Nothing is as satisfying when you are watching a doc film about the entertainment industry as when you see the former CEO of a company, in this case, the pasty-faced mug of J. Mitchell Lowe (a.k.a. Mitch Lowe), in complete denial over his actions that caused the collapse of said company. Mitch Lowe has no bones about telling us in MoviePass, MovieCrash that lower-level peons that work in the industry, and more directly, the people that ran the company he was the head of, have no place in attending a million-dollar party he threw while celebrating the success of MoviePass. One million dollars was spent on a ghost celebration for an achievement that never existed. You can hate Mitch Lowe (and Lowe himself makes it oh so easy to do just that while watching his milquetoast interview segs), but something tells me he truly believes in his bullshit.
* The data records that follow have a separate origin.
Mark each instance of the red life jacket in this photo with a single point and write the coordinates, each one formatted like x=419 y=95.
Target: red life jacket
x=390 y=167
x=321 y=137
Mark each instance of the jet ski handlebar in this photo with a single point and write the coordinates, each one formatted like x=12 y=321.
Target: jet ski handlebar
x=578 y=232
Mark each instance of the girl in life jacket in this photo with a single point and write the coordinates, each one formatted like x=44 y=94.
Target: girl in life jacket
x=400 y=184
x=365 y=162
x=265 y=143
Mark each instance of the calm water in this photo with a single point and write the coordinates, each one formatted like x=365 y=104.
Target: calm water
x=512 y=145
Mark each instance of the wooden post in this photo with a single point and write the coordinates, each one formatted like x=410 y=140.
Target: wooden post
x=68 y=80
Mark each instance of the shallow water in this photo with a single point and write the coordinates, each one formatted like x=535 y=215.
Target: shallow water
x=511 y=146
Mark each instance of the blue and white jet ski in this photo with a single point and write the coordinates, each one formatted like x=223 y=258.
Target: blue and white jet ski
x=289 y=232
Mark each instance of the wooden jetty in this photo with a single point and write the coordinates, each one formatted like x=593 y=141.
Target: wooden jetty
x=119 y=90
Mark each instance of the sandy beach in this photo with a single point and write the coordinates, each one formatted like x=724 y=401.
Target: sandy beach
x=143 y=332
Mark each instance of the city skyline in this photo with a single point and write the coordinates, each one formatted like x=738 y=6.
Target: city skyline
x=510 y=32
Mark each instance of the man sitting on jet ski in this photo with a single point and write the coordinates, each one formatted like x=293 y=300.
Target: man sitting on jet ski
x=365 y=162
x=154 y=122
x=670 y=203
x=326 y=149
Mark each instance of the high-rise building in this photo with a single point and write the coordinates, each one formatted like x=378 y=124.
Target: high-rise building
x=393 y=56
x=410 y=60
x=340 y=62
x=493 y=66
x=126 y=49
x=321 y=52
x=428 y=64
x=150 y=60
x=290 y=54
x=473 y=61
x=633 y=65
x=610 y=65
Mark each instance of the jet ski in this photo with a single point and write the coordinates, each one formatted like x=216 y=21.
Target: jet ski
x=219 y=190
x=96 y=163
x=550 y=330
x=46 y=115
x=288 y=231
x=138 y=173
MoviePass, MovieCrash details the dizzying heights and abysmal lows of a company that initially shook up the entire system of exhibiting theatrical film by allowing movie fans to see unlimited movies for $9.95 a month. As a result, MoviePass forced Hollywood to think beyond its 1980s mentality and understand what moviegoers wanted and how they wanted it. It only took a few corporate suits and a massive cash inflow from a non-creative entity known as Helios & Matheson Analytics (these guys bought MovieFone in 2018, thinking it was still a relevant entity) to decimate the original MoviePass concept. In this case, it happened just under twenty-four months after Lowe “took charge.”
MoviePass was started by Stacy Spikes and Hamet Watt in 2011, two African American entrepreneurs with solid entertainment business roots. If you are waiting to read that these guys got fucked out of their own business, let me tell you, you won’t be disappointed. What is quite alarming is just how they got fucked. Unfortunately, it’s not a new story, but it will still shock the viewer, considering this isn’t a documentary film about what happened fifty years ago in Hollywood. This is recent history.
The doc is put together dynamically, allowing the viewer to shift back and forth within the short history of MoviePass. I’ve read that some viewers were confused by this style of editing, but it works for MoviePass, MovieCrash.
Interviews with key players, former employees, investors, and power users of the app are presented here in measured snippets without allowing any direct point of opinion to take control. You get the full story here, at least the version the filmmaker wants.
Director Muta’Ali does a commendable job making sense of this unbelievably true story. Ali’s Life’s Essentials with Ruby Dee (2014) is one of his early works that deserves a second look, assuming you’ve not seen it. I hope to see more well-defined documentary films from Muta’Ali as time passes.
MoviePass, MovieCrash sits squarely in the same arena. It is a well-made documentary film that tells the overall story of the birth and death of a concept that could have changed how we see movies. Perhaps it has, but not in the way Stacy Spikes and Hamet Watt set out to do back in 2011.